Type of Research: Academic.
This article appeared in the summer 2001 issue of AI Magazine.
Also on this disk: John Lairds PowerPoint presentation Toward Human-level AI for Computer Games.
Summary:
Lairds article is practically a call to arms for the AI community. It is frequently cited in papers that touch on AI and the computer game industry and begins:
Although one of the fundamental goals of AI is to understand and develop intelligent systems that have all the capabilities of humans, there is little active research directly pursuing this goal. We propose that AI for interactive computer games is an emerging application area in which this goal of human-level AI can successfully be pursued.
And, later:
The thesis of this article is that interactive computer games are the killer application for human-level AI. They are the application that will need human-level AI. Moreover, they can provide the environments for research on the right kinds of problem that lead to the type of incremental and integrative research needed to achieve human-level AI."
Laird discusses the advent of Computer Generated Forces (CGF) in 1991 and describes how he had hoped that this would be, the right application for our research that requires the breadth, depth and flexibility of human intelligence. However, by late 1997, we started to look for another application area, one where could use what we learned from computer-generated forces and pursue further research on human-level intelligence. We think we have found it in interactive computer games.

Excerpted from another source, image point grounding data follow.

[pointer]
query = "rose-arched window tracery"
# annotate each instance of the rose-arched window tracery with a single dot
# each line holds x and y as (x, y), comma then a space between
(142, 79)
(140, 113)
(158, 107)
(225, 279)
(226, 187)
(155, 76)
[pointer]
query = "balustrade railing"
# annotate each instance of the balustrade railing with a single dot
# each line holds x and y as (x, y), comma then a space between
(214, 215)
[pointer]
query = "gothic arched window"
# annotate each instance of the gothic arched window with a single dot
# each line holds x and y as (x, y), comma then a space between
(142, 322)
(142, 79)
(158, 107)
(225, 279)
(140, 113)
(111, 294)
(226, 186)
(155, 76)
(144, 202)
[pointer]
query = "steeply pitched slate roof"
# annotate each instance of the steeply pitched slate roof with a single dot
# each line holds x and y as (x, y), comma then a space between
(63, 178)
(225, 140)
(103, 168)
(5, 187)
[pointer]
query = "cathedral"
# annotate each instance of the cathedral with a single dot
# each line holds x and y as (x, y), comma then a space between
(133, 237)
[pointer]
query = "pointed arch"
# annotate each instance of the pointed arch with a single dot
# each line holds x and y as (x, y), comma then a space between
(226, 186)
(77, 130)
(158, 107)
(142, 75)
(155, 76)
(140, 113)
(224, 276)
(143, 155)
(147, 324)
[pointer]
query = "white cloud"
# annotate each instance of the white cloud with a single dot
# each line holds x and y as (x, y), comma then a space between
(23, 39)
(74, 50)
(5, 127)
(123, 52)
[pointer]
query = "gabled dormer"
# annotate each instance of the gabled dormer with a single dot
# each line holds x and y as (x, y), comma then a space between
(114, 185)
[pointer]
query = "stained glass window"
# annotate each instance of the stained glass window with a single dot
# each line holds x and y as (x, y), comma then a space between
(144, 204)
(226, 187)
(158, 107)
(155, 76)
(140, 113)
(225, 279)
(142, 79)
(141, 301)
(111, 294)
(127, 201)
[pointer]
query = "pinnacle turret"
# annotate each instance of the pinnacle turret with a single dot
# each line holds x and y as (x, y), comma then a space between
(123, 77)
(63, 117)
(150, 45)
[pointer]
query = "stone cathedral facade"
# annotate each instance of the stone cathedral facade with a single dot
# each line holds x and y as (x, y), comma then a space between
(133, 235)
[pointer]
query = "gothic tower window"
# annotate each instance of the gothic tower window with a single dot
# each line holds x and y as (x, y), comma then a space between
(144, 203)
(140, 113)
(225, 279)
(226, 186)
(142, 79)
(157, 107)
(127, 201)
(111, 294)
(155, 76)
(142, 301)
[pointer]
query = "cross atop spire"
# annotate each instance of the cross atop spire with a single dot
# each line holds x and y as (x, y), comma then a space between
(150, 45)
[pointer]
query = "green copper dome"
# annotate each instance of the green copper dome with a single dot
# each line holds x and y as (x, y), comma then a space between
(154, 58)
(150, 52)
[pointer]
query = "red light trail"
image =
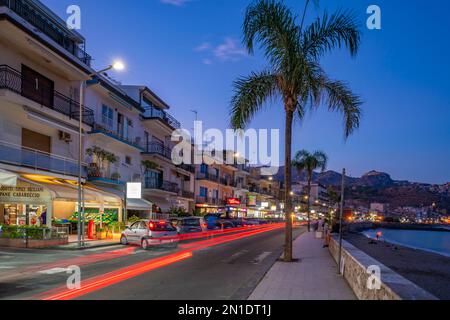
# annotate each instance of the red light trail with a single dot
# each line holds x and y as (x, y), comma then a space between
(114, 277)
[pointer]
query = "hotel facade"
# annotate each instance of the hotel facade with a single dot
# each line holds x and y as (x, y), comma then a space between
(126, 137)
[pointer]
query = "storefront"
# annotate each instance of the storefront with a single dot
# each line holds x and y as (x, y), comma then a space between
(25, 204)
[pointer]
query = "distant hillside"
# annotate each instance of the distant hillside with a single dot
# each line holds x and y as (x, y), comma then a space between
(377, 186)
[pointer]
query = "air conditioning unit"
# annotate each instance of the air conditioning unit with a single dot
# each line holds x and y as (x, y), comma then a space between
(64, 136)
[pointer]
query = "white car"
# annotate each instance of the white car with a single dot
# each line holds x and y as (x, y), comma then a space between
(148, 233)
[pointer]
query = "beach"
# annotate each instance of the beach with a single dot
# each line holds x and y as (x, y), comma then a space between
(428, 270)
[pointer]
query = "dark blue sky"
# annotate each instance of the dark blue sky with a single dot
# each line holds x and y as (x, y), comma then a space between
(189, 52)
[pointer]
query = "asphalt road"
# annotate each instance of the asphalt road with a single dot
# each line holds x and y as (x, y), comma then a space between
(226, 271)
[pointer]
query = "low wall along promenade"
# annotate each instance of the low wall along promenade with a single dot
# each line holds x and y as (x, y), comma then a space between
(392, 286)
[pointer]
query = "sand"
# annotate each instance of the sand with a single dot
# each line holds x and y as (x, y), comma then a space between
(428, 270)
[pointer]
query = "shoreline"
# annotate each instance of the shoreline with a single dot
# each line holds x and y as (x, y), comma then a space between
(428, 270)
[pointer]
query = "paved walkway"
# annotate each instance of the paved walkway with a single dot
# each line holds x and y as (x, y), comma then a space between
(313, 278)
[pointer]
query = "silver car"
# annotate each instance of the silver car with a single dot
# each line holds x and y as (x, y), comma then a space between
(148, 233)
(191, 225)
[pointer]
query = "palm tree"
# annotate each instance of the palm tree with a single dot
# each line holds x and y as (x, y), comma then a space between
(309, 162)
(294, 74)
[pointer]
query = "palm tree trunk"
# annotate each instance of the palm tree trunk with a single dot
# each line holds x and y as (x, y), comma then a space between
(309, 202)
(288, 181)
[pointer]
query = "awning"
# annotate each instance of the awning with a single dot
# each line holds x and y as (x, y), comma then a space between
(8, 179)
(139, 205)
(65, 190)
(132, 204)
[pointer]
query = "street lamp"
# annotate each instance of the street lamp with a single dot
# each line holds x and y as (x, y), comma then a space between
(117, 65)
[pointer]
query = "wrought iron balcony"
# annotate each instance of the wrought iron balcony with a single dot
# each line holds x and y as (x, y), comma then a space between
(16, 155)
(11, 79)
(40, 19)
(156, 148)
(99, 128)
(155, 113)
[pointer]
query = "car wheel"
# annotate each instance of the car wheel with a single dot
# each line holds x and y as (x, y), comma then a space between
(144, 244)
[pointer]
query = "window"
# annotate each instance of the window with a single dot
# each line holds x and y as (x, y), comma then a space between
(203, 192)
(107, 116)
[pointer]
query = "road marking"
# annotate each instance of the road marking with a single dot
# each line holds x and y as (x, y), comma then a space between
(261, 257)
(235, 256)
(54, 271)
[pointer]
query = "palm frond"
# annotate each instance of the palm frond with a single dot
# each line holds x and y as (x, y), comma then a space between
(250, 95)
(341, 29)
(272, 25)
(340, 98)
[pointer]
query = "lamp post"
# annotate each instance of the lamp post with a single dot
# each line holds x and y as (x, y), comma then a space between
(118, 65)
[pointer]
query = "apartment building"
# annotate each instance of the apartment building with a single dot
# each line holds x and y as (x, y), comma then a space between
(42, 64)
(165, 184)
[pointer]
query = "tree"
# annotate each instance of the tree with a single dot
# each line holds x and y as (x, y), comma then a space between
(294, 74)
(309, 162)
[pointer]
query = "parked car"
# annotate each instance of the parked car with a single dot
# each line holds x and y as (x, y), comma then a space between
(190, 225)
(148, 233)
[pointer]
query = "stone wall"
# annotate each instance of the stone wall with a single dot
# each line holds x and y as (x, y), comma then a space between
(393, 286)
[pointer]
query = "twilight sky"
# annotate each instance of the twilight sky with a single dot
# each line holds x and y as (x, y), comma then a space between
(189, 52)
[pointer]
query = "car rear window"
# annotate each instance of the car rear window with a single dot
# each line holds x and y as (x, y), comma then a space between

Laird then proceeds to enumerate the basic computer game genres (Action Games, Role-Playing Games, Adventure Games, Strategy Games, God Games, Team Sports and Individual Sports) and describe the AI challenges and opportunities in each category.
In his conclusion, Laird writes:
One attractive aspect of working in computer games is that there is no need to attempt a Manhattan Project approach with a monolithic project that attempts to create human-level intelligence all at once. Computer games provide an environment for continual, steady advancement and a series of increasingly difficult challenges.